Jean-Claude Mailly (FO) : les contrats de travail ne peuvent pas être moins favorables que les accords collectifs

, par Michel DECAYEUX

le 03 juillet 2015 Usine nouvelle

Le secrétaire général de Force ouvrière (FO) a l’intention de participer au débat ouvert par le premier ministre lorsqu’il a commandé à Jean-Denis Combrexelle, ancien directeur général du travail, un rapport sur la place des accords collectifs dans le droit social français.

"Nous ne sommes pas d’accord sur la composition de la commission Combrexelle, beaucoup trop monocolore, a expliqué Jean-Claude Mailly lors d’une rencontre organisée jeudi 2 juillet par Réalités du dialogue social. Nous avons donc réuni nos spécialistes et des juristes plutôt favorables à la hiérarchie des normes, et nous publierons à la rentrée un contre-rapport."

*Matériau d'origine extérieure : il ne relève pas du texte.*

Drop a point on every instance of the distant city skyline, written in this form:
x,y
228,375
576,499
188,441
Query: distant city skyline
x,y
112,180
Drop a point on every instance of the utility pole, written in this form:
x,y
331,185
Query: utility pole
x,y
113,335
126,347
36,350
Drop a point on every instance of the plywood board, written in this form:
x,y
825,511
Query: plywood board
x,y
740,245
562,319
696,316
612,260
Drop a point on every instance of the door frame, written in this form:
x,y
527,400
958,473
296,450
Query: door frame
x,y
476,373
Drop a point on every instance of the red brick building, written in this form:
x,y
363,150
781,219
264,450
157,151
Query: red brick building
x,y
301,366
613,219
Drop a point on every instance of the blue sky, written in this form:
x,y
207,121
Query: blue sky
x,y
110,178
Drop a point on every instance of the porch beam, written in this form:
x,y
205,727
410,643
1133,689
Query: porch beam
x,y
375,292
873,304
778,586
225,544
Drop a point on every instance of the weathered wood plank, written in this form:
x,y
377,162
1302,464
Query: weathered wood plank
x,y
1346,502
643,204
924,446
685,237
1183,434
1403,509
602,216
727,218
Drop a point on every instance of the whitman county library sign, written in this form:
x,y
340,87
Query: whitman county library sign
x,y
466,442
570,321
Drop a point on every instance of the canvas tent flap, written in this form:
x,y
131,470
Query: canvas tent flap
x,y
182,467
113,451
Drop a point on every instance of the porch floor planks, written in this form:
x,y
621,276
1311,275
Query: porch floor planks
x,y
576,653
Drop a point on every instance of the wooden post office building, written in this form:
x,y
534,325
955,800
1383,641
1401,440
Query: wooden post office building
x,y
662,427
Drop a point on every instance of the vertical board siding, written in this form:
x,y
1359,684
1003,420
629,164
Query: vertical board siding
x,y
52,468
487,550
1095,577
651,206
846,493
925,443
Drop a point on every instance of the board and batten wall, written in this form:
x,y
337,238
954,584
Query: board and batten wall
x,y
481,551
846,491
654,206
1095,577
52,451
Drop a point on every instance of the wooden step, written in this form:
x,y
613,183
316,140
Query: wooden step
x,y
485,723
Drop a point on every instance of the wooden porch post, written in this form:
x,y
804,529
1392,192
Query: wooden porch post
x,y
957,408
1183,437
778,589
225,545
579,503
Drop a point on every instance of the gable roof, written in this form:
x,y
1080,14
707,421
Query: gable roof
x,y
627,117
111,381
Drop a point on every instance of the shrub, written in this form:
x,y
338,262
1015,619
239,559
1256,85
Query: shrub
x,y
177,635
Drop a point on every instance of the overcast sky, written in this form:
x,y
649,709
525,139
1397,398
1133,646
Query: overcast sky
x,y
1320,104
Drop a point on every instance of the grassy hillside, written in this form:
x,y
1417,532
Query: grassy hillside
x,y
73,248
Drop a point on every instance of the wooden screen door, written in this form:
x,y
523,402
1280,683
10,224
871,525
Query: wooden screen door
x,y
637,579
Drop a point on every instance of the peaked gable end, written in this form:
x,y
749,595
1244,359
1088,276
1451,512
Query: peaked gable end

Il rappelle l’attachement de FO au principe de la hiérarchie des normes, qui veut que les accords collectifs ne peuvent pas être moins favorables aux salariés que les lois et règlements, tout comme les contrats de travail ne peuvent pas être moins favorables que les accords collectifs.

Inverser cette hiérarchie permet, par exemple, de négocier au niveau de l’entreprise un accord moins protecteur pour les salariés que l’accord de branche. Une demande récurrente du Medef, qui y voit une piste pour flexibiliser le marché du travail. Le gouvernement semble prêt à faire quelques pas dans cette direction.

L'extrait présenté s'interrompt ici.